Historian William Marvel harshly criticized the actions of both McDowell and Lincoln. Marvel wrote that “on May 16…McDowell received a War Department telegram ordering him up to Washington right away. He rode immediately to the landing and steamed up the Potomac for a late-night conference with the president, and the next day the general returned to the Rappahannock with marching orders. Lincoln had decided to build McDowell’s corps up to full strength and send him down the line of the Richmond, Fredericksbrug & Potomac Railroad toward the Confederate capital, where he would cooperate with the Army of the Potomac. Ten months after his humiliating defeat at Bull Run, McDowell would have the opportunity to redeem his reputation, and with a larger force than he had commanded in the summer of 1861. The prospect so stirred McDowell that he made no effort to keep it a secret, and within twenty-four hours the common soldiers were gossiping about it in letters home.”7 Like some other historians, Marvel concluded that withholding McDowell from McClellan crippled McClellan’s Peninsula campaign: “The fateful decision to divert half of McDowell’s troops to the Valley — which was indeed Abraham Lincoln’s decision, rather than Edwin Stanton’s – gave the Confederates at Richmond everything they had hoped for. With that single timid telegram the president threw away his best opportunity to overwhelm the Confederate capital…”8 Historian James M. McPherson, on the other hand, argued that “Lincoln was right saying that he could not afford the risk” posed by Confederates to Washington, D.C.9
McDowell served as a general in the Army of the Potomac until after the Second Battle of Bull Run when he was relieved of command at his own request on September 6, 1862. President Lincoln told Secretary of the Salmon P. Chase while visiting the Treasury Department that “the clamor against McDowell was so great that he could not lead his troops unless something was done to restore confidence; and proposed to me to suggest to him the asking for a Court of Inquiry. I told him I had already done so, and would do so again.”10 A relatively competent professional who tended to have rotten luck, he had good military sense but lack the capacity to inspire troops. After two defeats at Bull Run, he lost the trust of troops and politicians although he was subsequently cleared by a military court of inquiry of any negligence during the Second Battle of Bull Run.

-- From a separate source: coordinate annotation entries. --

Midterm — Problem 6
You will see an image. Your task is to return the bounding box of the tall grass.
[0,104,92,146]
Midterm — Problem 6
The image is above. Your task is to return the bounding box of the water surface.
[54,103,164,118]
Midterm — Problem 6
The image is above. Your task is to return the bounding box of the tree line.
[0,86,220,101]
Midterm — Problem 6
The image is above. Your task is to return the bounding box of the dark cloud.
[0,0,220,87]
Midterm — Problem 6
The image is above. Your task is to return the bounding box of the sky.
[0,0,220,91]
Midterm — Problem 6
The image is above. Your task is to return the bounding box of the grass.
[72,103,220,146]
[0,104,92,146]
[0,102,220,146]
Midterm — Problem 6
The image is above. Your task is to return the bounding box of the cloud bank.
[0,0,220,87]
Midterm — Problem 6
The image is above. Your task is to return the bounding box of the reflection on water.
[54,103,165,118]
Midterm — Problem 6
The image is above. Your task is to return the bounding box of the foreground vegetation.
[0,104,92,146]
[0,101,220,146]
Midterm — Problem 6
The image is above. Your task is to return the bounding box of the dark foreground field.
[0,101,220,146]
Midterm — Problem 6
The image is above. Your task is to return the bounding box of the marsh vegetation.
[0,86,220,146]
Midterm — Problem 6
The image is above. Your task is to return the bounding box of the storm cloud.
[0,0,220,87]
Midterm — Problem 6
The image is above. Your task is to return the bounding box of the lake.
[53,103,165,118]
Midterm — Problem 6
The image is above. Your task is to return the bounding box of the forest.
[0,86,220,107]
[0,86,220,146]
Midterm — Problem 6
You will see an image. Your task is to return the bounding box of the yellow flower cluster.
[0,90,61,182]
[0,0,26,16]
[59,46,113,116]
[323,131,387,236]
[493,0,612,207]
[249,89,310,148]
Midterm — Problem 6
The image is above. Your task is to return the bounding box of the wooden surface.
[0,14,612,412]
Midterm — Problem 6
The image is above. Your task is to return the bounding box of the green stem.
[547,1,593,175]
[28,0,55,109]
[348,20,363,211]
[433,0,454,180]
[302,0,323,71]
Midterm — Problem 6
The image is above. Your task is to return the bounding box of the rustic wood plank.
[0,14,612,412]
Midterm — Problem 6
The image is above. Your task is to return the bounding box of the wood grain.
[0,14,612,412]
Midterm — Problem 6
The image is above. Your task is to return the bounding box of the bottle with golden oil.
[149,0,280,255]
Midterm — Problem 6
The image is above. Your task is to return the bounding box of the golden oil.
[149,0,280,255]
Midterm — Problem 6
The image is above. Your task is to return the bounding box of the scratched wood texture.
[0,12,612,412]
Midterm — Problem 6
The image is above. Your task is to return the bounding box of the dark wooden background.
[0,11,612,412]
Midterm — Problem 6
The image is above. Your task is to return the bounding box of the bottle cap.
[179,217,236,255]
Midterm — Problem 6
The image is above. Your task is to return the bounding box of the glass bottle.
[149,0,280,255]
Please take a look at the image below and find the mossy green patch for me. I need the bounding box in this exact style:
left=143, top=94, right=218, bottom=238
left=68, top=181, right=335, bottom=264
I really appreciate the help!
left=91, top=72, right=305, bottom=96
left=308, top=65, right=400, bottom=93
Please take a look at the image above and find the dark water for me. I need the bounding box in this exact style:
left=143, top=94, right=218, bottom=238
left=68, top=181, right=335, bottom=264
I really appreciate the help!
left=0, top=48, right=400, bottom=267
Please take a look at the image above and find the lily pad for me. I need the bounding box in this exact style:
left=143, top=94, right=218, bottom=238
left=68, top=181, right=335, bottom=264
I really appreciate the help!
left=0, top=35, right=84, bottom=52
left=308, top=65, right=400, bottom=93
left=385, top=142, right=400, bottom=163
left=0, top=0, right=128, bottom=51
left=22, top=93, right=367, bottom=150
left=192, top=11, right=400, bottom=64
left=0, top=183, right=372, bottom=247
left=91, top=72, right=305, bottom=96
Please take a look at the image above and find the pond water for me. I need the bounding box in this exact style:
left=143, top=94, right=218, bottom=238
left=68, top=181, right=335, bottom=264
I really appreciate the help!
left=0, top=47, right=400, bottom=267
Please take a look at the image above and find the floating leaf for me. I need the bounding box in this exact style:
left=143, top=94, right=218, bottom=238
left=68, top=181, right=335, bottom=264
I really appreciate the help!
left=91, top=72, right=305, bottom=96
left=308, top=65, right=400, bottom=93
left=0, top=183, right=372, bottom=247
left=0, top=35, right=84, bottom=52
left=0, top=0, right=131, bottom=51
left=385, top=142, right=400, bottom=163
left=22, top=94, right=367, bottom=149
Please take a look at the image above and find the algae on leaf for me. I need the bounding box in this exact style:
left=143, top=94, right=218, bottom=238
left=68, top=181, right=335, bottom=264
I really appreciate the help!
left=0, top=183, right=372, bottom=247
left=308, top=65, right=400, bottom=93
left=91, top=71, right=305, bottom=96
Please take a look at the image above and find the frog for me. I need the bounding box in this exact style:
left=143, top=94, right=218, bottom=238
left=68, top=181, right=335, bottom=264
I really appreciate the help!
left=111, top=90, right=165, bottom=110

In 1864, McDowell was named to command the Department of the Pacific, which effectively removed him from the combat theater. After army service, he served as a San Francisco parks commissioner.
Footnotes
- Reinhold Luthin, The Real Abraham Lincoln, p. 290.
- Michael Burlingame, Abraham Lincoln: A Life, Volume II, p. 188.
- Don E. Fehrenbacher and Virginia Fehrenbacher, editors, Recollected Words of Abraham Lincoln, p. 332.
- William Marvel, Lincoln’s Darkest Year: The War in 1862, p. 64.
- Shelby Foote, The Civil War, Volume I, p. 240.
- Luthin, The Real Abraham Lincoln, p. 311.
- Marvel, Lincoln’s Darkest Year: The War in 1862, p. 51.
- Marvel, Lincoln’s Darkest Year: The War in 1862, p. 59.
- James M. McPherson, Tried By War: Abraham Lincoln as Commander in Chief, p. 81.
- David H. Donald, editor, Inside Lincoln’s Cabinet, p. 121.